It's gonna be tough to explain the behavior of mortgage rates today. Here goes...

Right off the bat this morning, economic data wasn't impressive. Initial Jobless Claims disappointed forecasters and just can't seem to get over the 450,000 hump. The best way to describe the labor market is..."unable to muster any momentum". I think we've all gotten used to that though. The Producer Price Index told us it's getting more expensive to sell consumer foods. That's a good thing for the economy right? We need to a little inflation! Eh..not this type of inflation (cost push). No we need what is called "Demand Pull" Inflation. This is when consumers are buying goods faster than producers can supply them. In order for consumers to have enough income to spark a little "demand pull" inflation, they must have a job!! Annnnnnnd we've gone full circle already....

The bond market wasn't bothered by the uptick in producer level inflation,  but it wasn't encourage by the worse than expected read on jobless claims either. The market's reaction was sorta stale.  It wasn't until later when the atmosphere got a little more turbulent...right after a chorus of crickets sang in unison during the third and final bond auction of the week. Poor demand for $13 billion bonds sent  Treasury yields to their session yield highs/price lows.  That wasn't a good sign for mortgage rates.  I had to issue an ALERT!

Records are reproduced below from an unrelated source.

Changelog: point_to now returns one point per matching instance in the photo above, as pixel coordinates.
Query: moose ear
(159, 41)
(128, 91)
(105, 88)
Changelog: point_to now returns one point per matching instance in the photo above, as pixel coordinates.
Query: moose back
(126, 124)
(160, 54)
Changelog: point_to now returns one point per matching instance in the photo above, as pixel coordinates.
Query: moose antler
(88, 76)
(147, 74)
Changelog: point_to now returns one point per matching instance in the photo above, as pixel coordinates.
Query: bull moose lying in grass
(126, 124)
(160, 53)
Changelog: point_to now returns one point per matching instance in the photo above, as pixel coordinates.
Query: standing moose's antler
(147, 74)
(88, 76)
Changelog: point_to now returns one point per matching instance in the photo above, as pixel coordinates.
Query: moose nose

We waited and waited for a sell off but mortgage-backed securities managed to keep it together for most of the day. The simple explanation for this durable technical performance is "demand was greater than supply". It's a cheap explanation but it applies perfectly.   Notice I said "most of the day" there two sentences ago. Yeh. Mortgage rates didn't finish the day strong.  The favorable "supply and demand" environment dried up and MBS ended up losing their luster late in the session before closing at their session price lows/yield highs, just like their benchmark guidance givers (Treasuries).

This led a few lenders to reprice for the worse, but most lenders cruised into the close leaving morning rate sheet pricing unchanged. This was a good thing for consumers because closing costs got a little cleaper today!

The best par 30 year fixed mortgage rates remain in the 4.000% to 4.250% range for well-qualified consumers. Some lenders still go as low as 3.75% if the borrower is willing to pay points, but these offers are getting harder to come by. The best par 15 year mortgage rates are in a range between 3.500% and 3.875%. 5 year ARMs are being quote near 3.00%.  Mortgage Rate Disclaimer:  Loan originators will only be able to offer these rates to borrowers who have perfect credit profiles and enough equity in their home to qualify for a refinance. If the terms of your loan trigger any risk-based loan level pricing adjustments (LLPAs), your rate quote will be higher. If you do not fall into the "perfect borrower" category, make sure you ask your loan originator for an explanation of the characteristics that make your loan a riskier investment. (investment properties and second homes are a riskier investment )

Consumer closing have been slowly creeping higher though. If this trend keeps up, by next Friday everybody will be asking "Hey. Where did 3.875% go? 4.25% used to be a no point loan, now it costs me a point".

This leads me to wonder if maybe we've gotten too comfortable with record low mortgage rate quotes?